The Ten Steps™ methodology is made up of a framework, concepts, and processes for creating and improving information and data quality within any organization. The Ten Steps process contains concrete instructions for executing information and data quality improvement projects. To implement The Ten Steps process effectively, it is necessary to understand some concepts related to data quality; for this reason a Framework for Information Quality and several key concepts are presented in the early chapters. Readers are given enough background on the underlying concepts to understand the components necessary for information quality and to provide the foundation for the step-by-step instructions. The instructions provide enough structure for readers to understand what needs to be done and why. The beauty of the approach is that it provides just enough structure to know how to proceed, but flexibility so those using it can also incorporate their own knowledge, tools, and techniques.
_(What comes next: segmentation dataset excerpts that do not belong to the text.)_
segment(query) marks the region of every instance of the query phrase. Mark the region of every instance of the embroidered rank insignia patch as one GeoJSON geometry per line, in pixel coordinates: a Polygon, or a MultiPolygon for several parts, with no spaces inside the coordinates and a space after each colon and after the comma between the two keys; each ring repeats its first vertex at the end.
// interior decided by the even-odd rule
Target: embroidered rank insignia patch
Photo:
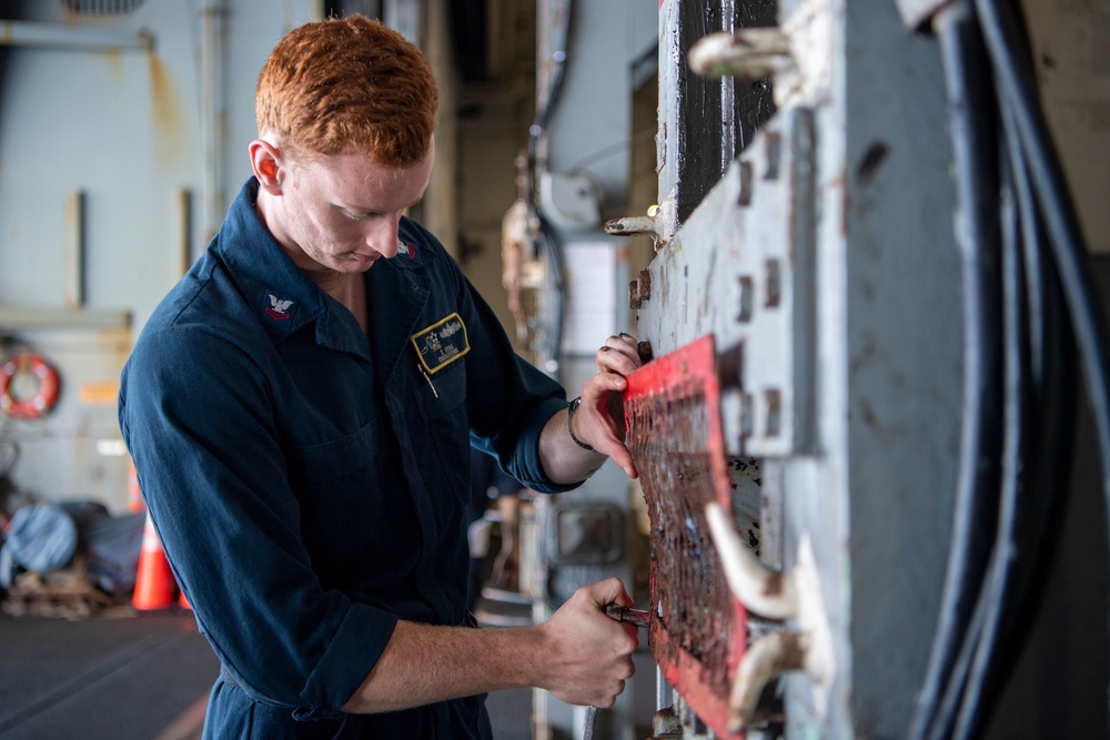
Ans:
{"type": "Polygon", "coordinates": [[[283,301],[273,293],[270,293],[270,305],[266,306],[266,314],[274,321],[289,321],[289,310],[293,305],[292,301],[283,301]]]}
{"type": "Polygon", "coordinates": [[[438,373],[471,351],[466,326],[457,313],[416,332],[410,338],[420,355],[420,364],[430,375],[438,373]]]}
It was written to fill the gap between, yet be a complement to, existing books that provide higher level concepts or processes and other books that dive deep into specific data-related subjects.
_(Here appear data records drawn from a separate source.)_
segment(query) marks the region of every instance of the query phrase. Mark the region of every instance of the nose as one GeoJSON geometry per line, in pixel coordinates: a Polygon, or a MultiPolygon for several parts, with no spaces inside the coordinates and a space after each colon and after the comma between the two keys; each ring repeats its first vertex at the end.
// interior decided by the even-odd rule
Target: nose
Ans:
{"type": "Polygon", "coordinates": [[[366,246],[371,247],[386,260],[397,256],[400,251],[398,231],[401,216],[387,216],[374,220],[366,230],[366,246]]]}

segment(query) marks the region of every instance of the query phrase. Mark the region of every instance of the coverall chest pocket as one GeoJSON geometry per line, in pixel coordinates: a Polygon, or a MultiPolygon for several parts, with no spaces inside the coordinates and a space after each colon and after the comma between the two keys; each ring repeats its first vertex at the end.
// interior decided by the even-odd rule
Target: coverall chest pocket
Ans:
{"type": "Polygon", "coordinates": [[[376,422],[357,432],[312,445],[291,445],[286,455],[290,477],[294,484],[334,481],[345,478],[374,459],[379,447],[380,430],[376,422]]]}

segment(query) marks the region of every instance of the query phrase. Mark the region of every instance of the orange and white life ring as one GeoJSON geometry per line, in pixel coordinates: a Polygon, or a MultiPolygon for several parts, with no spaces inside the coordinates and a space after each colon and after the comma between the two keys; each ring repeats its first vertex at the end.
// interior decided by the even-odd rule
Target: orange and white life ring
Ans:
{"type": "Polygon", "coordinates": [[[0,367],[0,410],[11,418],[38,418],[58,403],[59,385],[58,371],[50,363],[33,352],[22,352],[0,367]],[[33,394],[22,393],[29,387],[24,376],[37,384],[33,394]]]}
  • Organizations can choose the applicable steps, activities, and techniques for their situation and use the methodology:
  • For information quality-focused projects, such as a baseline data quality assessment of a particular database or a business impact assessment to help determine appropriate investments in data quality activities.
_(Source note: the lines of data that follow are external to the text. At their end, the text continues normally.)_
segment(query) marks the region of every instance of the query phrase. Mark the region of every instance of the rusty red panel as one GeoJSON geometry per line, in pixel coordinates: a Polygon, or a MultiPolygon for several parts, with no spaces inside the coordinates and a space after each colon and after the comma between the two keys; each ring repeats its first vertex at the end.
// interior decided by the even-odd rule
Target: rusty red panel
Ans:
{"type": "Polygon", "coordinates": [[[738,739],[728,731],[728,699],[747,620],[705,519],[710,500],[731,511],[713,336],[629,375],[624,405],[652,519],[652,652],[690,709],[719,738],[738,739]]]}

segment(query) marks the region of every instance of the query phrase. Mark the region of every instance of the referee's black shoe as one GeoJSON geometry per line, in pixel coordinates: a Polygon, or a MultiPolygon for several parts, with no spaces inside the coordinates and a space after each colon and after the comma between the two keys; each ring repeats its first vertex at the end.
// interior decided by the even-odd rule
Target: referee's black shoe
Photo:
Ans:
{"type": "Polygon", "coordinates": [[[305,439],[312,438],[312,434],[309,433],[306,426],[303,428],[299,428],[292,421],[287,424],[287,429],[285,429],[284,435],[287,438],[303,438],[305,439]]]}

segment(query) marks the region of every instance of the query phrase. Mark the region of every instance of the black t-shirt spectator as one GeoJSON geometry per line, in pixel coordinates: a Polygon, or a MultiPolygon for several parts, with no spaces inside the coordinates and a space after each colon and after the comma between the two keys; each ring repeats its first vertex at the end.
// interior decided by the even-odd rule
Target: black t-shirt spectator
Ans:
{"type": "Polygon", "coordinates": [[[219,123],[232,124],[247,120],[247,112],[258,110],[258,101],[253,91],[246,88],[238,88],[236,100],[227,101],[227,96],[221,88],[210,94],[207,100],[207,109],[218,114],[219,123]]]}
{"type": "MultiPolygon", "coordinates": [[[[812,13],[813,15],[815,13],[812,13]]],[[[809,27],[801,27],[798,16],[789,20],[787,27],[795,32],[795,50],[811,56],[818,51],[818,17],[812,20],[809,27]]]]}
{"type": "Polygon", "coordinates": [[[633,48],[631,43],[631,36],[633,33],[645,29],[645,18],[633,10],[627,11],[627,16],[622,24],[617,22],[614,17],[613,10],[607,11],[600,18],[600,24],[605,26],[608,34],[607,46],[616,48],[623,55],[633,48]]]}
  • To integrate specific data quality activities into other projects and methodologies, such as building a data warehouse, implementing an ERP (Enterprise Resource Application) or migrating data for any application development project.
  •  In the course of daily work or operations, whenever you are responsibility for managing data quality or the work you do impacts data quality.
  • As a foundation for creating your own improvement methodology, or to integrate data quality activities into your organization’s standard project life cycle or software/solution development life cycle (SDLC).

Use of this approach can save an organization time and money because the foundational work for the process has already been done. Therefore, your time is spent determining how to make it work for your specific situation, taking action, and getting results.

If your challenge is to show why data quality is important and gain support for the resources needed, the methodology includes business impact techniques. These are qualitative and quantitative measures for determining the effects of data quality on your organization. These techniques range from less complex (such as collecting examples or stories about the impact of poor data quality) to more time consuming techniques (such as quantifying the costs and revenue impact of poor quality data). Having real results of business impact combined with good communication skills will go a long way towards getting support for your data quality efforts.

Though I have used customer information as examples in this article, what I have shared works with all types of data - financial, employee, product, manufacturing, medical, research, and so forth. Whether your organization is a for-profit business, a government agency, a charity, an educational institution, or related to healthcare, all of these ideas apply – because every organization depends on information to support its goals and to deliver on its commitments. If your company is concerned about data quality, now is the time to get started!